Saturday, 9 March 2013
Another Woman 
Though Woody Allen is immortalized for his witty and acerbic comedy-dramas, and to a lesser extent for his lighter comedies, he also made a few austere, ultra-serious dramas inspired by works of his idol Ingmar Bergman. However, but for a few exceptions like Crimes & Misdemeanors and Interiors, they – most notably September and Another Woman – have been met with critical disdain, which is unfortunate methinks. The film begins with Marion Post (Gena Rowlands), a successful middle-aged New York professor of philosophy, taking sabbatical leave in order to write a book. She rents an apartment in order to do so in peace, but, thanks to thin walls, ends up eves-dropping to the sessions of a psychiatrist next door. The ones featuring a depressed and suicidal lady (Mia Farrow) particularly get her hooked – so much so that they make her revisit her own failures and disappointments, and a much delayed attempt at reconciling with them. She realizes that a number of those she considered as close actually despise her, that her seemingly loving husband (Ian Holm) has moved quite apart, and that she is continues to harbor feelings for the man (Gene Hackman) whose love she had turned down.
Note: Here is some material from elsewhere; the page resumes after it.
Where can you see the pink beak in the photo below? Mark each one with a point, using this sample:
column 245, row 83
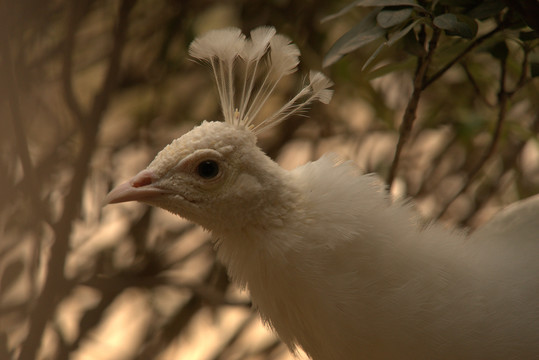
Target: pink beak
column 141, row 187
What emerged, thus, was a disconcerting and disconsolate chronicle of personal and familial dysfunction beneath the veneer of success, happiness and stability among the upper class. The degree of psychoanalysis in regular conversations was tad distracting, but it was possible to overlook them in this otherwise brilliantly enacted film. The host of cinematic devices, though seemingly derivative, was put to potent use – particularly a vividly portrayed dream sequence featuring the various actors in Marion’s life.